1

I have around 50 tables under a BigQuery project created by an ETL tool from different platforms. There is no primary key in the tables and few tables have columns over 100. Each platform has different fields and different data types and the team’s requirement is to create a one big master table of all the tables combined

I am manually accomplishing this task by listing all the columns of the tables in an Excel and null out fields which are not present in the table to form a query for each table and UNION ALL together to create a master table. I then scheduled it in BigQuery to refresh every day.

Ex:

Tbl A   Tbl B   Tbl C
char1   char1   char1
num1    num3    num1
char2   char2   char2
    char5   num2
    num2    num3
        char3
        char4

Manual Query:

With mast_tbl as (
select concat(cast(row_number() over (partition by date) as string), ' | ', ' TblA) as pk_client , 
char1,
num1,
char2,
null as num3,
cast(null as string) as char5,
null as num2,
cast(null as string) as char3,
cast(null as string) as char4

FROM `bigquery-project-XXXX.export_TblA.all _data_view`

UNION ALL

select concat(cast(row_number() over (partition by date) as string),' | ', ' TblB) as pk_client , 
char1,
null as num1,
char2,
num3,
char5,
num2,
cast(null as string) as char3,
cast(null as string) as char4

FROM `bigquery-project-XXXX.export_TblB.all _data_view`

select concat(cast(row_number() over (partition by date) as string), ' | ', ' TblC) as pk_client , 
char1,
num1,
char2,
num3,
cast(null as string) as char5,
num2,
char3,
char4

FROM `bigquery-project-XXXX.export_TblC.all _data_view`

)
Select * from mast_tbl

This works but the amount of manual work is huge especially if we are adding a new table or new column or removing a column this would make me change at each table query for UNION ALL to work. So, I was wondering if there is any way we can automate a script or any other way we should do this task.

Gordon Linoff
  • 1,242,037
  • 58
  • 646
  • 786
ABY
  • 393
  • 2
  • 11
  • 2
    *"the team’s requirement is to create a one big master table of all the tables combined"* I have to ask why? – Nick Sep 14 '19 at 08:29

1 Answers1

1

You can generate the query from INFORMATION_SCHEMA tables. The query itself will be much messier, but you can regenerate it easily.

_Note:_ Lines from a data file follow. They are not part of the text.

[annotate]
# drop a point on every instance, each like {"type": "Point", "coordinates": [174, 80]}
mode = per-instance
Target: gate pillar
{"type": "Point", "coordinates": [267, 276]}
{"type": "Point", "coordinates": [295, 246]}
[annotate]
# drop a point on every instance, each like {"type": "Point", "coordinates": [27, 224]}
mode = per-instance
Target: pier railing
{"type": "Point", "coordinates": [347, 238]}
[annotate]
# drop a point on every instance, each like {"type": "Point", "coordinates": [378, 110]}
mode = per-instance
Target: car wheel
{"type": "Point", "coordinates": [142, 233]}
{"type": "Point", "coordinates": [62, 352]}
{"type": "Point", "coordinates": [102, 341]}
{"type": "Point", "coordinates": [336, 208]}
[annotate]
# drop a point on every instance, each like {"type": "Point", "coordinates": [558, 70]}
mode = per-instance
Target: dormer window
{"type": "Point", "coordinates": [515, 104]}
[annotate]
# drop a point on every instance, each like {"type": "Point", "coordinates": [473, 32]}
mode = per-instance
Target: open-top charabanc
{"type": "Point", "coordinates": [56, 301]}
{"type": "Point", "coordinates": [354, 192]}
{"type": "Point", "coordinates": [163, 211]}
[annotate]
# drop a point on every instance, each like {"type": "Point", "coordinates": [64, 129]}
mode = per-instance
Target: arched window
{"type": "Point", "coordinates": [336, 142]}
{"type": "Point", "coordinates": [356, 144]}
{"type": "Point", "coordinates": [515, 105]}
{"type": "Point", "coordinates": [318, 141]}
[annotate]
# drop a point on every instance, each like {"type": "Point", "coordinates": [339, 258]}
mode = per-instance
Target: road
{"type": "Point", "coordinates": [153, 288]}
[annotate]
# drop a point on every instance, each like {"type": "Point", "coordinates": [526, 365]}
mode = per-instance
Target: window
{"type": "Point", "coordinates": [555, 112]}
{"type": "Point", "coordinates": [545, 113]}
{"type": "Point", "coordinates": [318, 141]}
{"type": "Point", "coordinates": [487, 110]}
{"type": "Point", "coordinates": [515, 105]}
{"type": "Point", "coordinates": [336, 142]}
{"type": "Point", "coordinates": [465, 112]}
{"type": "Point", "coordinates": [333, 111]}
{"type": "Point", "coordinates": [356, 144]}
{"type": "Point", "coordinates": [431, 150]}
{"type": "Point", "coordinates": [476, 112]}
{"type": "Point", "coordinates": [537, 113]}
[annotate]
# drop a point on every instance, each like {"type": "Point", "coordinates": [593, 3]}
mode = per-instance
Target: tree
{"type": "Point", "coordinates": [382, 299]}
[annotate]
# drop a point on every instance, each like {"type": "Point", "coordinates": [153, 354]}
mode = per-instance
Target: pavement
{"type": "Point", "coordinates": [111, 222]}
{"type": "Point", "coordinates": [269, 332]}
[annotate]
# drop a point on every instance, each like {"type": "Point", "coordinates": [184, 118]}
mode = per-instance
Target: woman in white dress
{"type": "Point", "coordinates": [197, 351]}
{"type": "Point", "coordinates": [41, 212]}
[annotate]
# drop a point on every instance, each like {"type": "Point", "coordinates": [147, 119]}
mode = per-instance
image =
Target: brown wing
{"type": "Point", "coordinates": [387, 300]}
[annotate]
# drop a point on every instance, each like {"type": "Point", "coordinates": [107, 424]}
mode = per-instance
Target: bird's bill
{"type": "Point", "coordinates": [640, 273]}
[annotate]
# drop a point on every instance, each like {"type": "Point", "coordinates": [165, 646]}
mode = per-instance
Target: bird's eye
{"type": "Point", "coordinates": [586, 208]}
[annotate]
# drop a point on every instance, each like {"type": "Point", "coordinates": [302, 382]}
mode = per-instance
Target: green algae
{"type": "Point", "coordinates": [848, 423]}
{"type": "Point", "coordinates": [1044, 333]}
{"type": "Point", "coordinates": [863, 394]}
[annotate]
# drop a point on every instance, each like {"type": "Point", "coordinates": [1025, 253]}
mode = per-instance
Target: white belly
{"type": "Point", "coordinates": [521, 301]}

This also requires that the tables all be in the same dataset so start by creating a view to each of the tables.

The query generation idea is:

with tables as (
      select 'vw_export_TblA' as table_name union all
      select 'vw_export_TblB' as table_name union all
      . . .
     ),
     columns as (
      select 'char1' as column_name, 'string' as type union all
      select 'num1' as column_name, 'int64' as type union all
      . . .
     ) 
select string_agg(table_query, ' union all ')  
from (select concat('select ',
                    string_agg(coalesce(ic.column_name, concat('cast(null as ', c.type, ')')), ', ')
                    ' from ',
                    table_name
                   ) as table_query
      from tables t cross join
           columns c left join
           `?.INFORMATION_SCHEMA.COLUMNS` ic
     on ic.table_name = t.table_name and
              ic.column_name = c.column_name
     group by t.table_name
    ) c;

This idea is NOT that the result is pretty. The idea is that you can create a table or view from the result. And that you can control the tables and columns by expanding the lists in the CTEs.

It will take you a bit of time to get this query just right for your environment -- longer than any one manual iteration. However, the next time you have to change a type or column, it will be much easier.

Note: You could also put this together in a language such as Python. Simply allowing newlines in strings makes the result much prettier.

Gordon Linoff
  • 1,242,037
  • 58
  • 646
  • 786